Minggu, 10 April 2016

Surat Terbuka Untuk Tuan Pemimpin



oleh. Karmin Lasuliha

Kami rasa ini cukup, kau pemimpin pilihan kami. Harapan untuk negeri ini bahwa engkau tak menciptakan firkah, berbuat semampu mu dan jangan janjikan yang sesungguhnya engkau tak mampu.
Membangun kampung halaman tak sesederhana yang mereka fikirkan, dan kami tahu itu.
Banyak persoalan pelik yang sedang mendera rakyatmu, jangan ada dinasti karena pemimpin yang adil tak menciptakan hal konyol itu.

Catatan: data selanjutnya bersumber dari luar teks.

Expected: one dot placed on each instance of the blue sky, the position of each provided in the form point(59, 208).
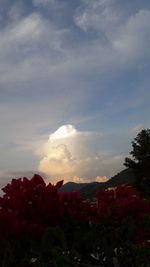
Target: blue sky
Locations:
point(80, 66)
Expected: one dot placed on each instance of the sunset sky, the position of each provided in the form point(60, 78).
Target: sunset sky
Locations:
point(74, 86)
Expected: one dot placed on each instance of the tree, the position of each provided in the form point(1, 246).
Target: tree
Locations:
point(140, 162)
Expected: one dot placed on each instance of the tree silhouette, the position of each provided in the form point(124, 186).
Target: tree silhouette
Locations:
point(140, 162)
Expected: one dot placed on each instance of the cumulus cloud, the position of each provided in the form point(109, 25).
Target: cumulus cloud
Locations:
point(68, 154)
point(135, 130)
point(101, 179)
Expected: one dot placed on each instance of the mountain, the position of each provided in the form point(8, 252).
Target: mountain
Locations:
point(72, 186)
point(88, 190)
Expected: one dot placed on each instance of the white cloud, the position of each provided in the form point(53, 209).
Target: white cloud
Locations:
point(134, 37)
point(101, 179)
point(69, 154)
point(135, 130)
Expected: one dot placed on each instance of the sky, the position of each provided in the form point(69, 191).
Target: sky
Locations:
point(74, 86)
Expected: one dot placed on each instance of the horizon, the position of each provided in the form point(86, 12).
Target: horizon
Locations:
point(74, 86)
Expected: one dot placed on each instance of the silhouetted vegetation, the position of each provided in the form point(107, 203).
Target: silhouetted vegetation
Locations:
point(140, 161)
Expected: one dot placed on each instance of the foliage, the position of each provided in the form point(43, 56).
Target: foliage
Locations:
point(40, 226)
point(141, 160)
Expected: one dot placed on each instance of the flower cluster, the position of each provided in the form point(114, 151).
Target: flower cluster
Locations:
point(31, 210)
point(30, 206)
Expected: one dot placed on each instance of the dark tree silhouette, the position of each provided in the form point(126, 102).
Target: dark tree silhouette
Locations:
point(140, 162)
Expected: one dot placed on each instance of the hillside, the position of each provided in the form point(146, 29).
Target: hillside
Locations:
point(88, 190)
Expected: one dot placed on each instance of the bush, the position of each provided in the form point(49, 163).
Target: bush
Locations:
point(40, 226)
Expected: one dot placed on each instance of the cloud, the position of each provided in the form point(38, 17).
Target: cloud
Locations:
point(133, 39)
point(73, 155)
point(135, 130)
point(101, 179)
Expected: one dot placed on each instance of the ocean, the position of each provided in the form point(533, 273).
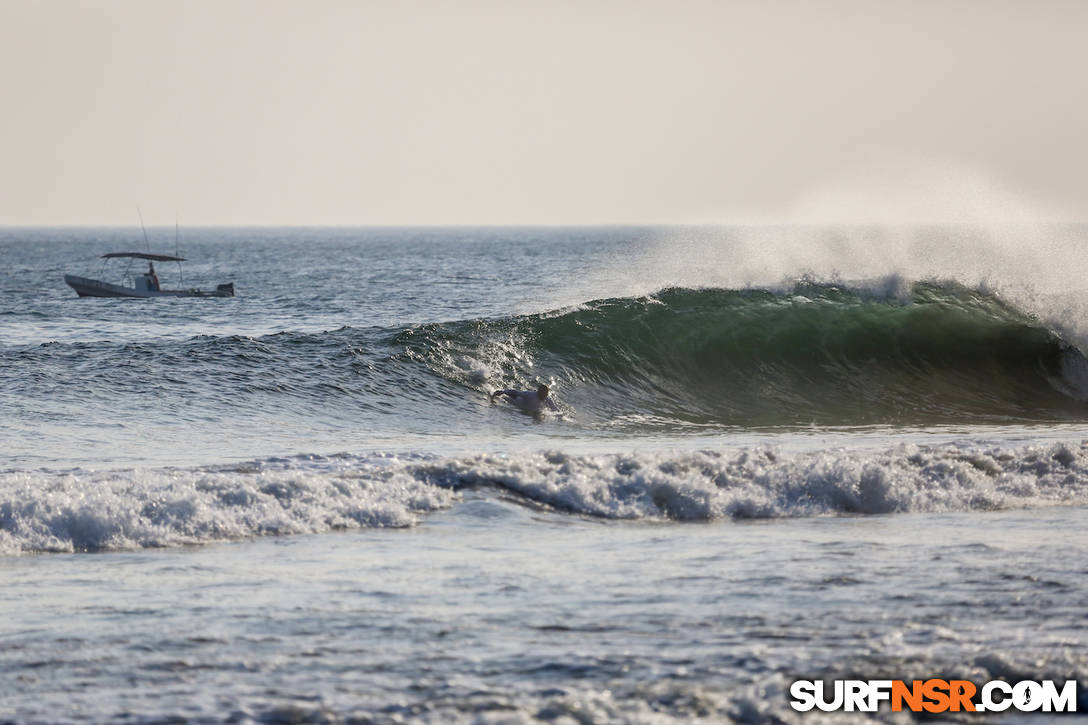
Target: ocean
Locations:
point(780, 453)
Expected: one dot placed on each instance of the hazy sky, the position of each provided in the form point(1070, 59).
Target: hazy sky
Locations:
point(470, 112)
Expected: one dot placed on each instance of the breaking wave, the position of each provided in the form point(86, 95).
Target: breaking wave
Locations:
point(89, 511)
point(813, 354)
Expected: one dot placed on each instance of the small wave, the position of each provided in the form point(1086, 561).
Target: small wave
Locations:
point(87, 511)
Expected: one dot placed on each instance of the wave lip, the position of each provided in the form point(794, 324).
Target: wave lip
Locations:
point(887, 353)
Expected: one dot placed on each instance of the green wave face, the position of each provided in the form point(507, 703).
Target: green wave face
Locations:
point(816, 354)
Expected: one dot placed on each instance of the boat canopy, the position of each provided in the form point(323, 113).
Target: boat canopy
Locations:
point(141, 255)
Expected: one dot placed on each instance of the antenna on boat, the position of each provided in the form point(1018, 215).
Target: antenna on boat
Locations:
point(176, 254)
point(143, 229)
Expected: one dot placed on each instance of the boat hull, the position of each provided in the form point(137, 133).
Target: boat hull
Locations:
point(87, 287)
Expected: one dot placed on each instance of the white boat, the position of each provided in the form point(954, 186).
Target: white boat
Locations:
point(134, 284)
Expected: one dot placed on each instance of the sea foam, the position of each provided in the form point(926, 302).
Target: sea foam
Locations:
point(88, 511)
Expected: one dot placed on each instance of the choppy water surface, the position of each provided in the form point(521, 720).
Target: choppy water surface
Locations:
point(298, 503)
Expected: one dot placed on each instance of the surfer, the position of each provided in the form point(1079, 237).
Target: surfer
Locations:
point(530, 401)
point(152, 279)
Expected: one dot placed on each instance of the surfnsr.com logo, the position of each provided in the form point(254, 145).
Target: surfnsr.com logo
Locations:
point(934, 696)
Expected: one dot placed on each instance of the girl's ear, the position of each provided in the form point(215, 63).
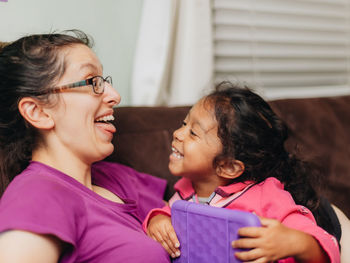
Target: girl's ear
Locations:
point(34, 113)
point(230, 169)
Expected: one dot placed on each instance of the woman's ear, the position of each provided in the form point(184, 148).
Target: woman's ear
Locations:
point(34, 113)
point(230, 169)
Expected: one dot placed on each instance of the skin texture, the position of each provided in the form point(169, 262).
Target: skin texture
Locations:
point(275, 241)
point(195, 146)
point(72, 141)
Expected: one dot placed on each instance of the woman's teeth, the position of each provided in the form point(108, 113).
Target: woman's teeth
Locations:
point(176, 153)
point(106, 118)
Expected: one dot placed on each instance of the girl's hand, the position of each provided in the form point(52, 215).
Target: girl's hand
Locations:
point(161, 230)
point(275, 241)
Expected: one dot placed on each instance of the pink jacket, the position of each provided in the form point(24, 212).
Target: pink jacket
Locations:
point(267, 199)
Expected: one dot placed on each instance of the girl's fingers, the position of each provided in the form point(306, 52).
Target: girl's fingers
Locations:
point(175, 244)
point(249, 256)
point(267, 222)
point(245, 243)
point(252, 232)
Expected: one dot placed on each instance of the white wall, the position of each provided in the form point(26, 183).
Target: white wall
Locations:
point(113, 24)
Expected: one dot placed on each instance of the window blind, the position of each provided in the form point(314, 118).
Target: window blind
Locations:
point(283, 48)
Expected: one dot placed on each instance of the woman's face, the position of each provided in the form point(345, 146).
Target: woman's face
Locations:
point(81, 128)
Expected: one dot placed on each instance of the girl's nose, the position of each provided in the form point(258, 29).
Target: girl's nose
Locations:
point(178, 134)
point(111, 95)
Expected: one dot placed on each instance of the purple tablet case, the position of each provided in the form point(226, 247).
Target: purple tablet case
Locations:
point(205, 232)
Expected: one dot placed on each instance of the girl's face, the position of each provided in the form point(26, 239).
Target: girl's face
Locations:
point(196, 144)
point(81, 128)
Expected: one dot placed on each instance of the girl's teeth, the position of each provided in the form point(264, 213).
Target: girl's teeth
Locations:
point(106, 118)
point(176, 153)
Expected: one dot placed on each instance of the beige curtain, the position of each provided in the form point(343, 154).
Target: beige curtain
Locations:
point(174, 59)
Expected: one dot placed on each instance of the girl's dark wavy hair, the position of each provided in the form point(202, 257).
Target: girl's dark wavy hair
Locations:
point(28, 68)
point(251, 132)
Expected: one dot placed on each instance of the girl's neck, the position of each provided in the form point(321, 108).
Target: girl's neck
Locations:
point(206, 188)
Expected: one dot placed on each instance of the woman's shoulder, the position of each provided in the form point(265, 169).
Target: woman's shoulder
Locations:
point(38, 183)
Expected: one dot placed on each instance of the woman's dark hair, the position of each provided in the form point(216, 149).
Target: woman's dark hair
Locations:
point(29, 67)
point(251, 132)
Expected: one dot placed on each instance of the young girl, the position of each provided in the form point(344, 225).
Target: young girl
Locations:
point(230, 153)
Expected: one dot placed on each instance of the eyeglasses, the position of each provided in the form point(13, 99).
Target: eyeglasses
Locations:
point(97, 83)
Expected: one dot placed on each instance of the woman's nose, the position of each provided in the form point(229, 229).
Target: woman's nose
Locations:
point(111, 95)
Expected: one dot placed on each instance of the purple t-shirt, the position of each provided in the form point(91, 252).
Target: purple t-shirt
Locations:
point(44, 200)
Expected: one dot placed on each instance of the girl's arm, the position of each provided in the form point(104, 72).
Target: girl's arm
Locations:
point(25, 247)
point(275, 241)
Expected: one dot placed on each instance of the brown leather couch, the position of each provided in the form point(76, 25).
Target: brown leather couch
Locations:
point(319, 133)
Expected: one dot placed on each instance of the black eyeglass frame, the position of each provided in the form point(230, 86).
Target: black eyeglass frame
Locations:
point(90, 81)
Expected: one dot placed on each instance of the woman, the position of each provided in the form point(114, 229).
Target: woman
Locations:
point(54, 127)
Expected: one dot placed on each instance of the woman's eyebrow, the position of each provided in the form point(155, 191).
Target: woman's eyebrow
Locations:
point(90, 66)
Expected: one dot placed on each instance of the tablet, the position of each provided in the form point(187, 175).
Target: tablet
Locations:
point(205, 232)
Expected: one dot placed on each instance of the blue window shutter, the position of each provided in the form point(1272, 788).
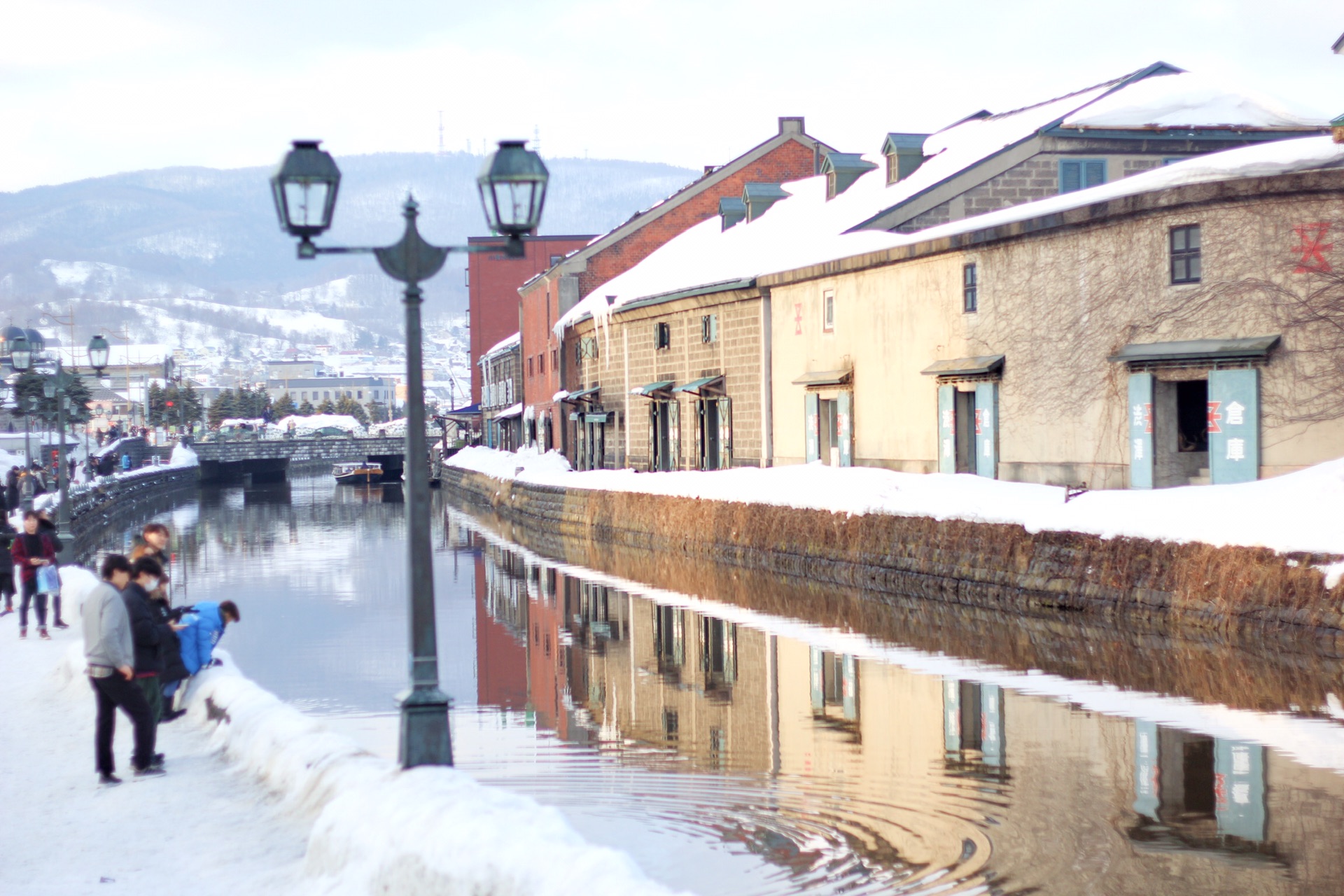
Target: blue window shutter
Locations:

Cukuplah kau yang menjadi nahkoda untuk waktu yang tak lama ini, sebentar lagi akan berakhir. Rangkul yang lain untuk kampung halaman ini.

Hai tuan ku…

Berikanlah bahasa hati, untuk engkau mengapai mentari. Bila kau ingin berkarya maka kau harus memasang telinga mendengar peluh mereka. Buatlah dirimu pemimpin, jangan malu mendengar nasehat. Sesekali engkau menutup mulut dengan membisu agar kau dapat meresapi pesan mereka.
Mereka berkata kau sombong, tetapi kami memahami bahwa engkau sedang berserah.
Jika ada rizki yang engkau dapatkan, jangan lupakan mereka, berbagilah untuk hari yang akan datang.

Hai tuan ku…

Kami percaya engkau sedang mendengarkan, kami memahami bahwa engkau faham…tidak ada yang kami pinta selain harapan yang kau punyai. Ada kebun juga ada laut, hasil kita sama untuk menyemai pohon harapan negeri ini. Dikala kami sedih, engkau wajib bertanya ada apa gerangan?
itulah yang kami maksudkan dari mu….

Hai tuan ku…

Engkau sama seperti kami dan mereka, hanya waktu yang membedakan…tanpa mereka engkau tak mungkin ada, kepemimpinan mu sudah tergariskan sejak negeri ini ada. Inilah kesempatan untuk engkau berbuat, berikan pundakmu untuk sekarung cengkeh atau jemarimu untuk se-tali ikan.
Bila demikian adanya, maka Tuan sebenarnya bukan siapa-siapa. Para pendahulu telah mencontohkan itu, bila mereka hidup pada masa sekarang, mereka tidak akan lebih dari seorang petani atau nelayan yang berdiri di pematang kebun jadi tukang bakul yang bersedekah tenaga.

Hai tuan ku…

Rakyat negeri ini terkadang menjulurkan tangan ke atas, samping dan bawah; kadang pula mereka melambaikan tangan memanggil rizki yang telah dititipkan padamu. Kenapa demikian……?? Karena mereka sedang memimpin barisannya untuk hidup yang lebih bermakna, lebih di hargai sebelum mereka mati.

Tuan ku…
Kami percaya engkau berbeda…. Tidak ada lagi kebodohan yang sama, kami dan mereka percaya bahwa engkau sedang mengasah hati untuk melawan kemiskinan, kelaparan dan ke sewenang wenagan.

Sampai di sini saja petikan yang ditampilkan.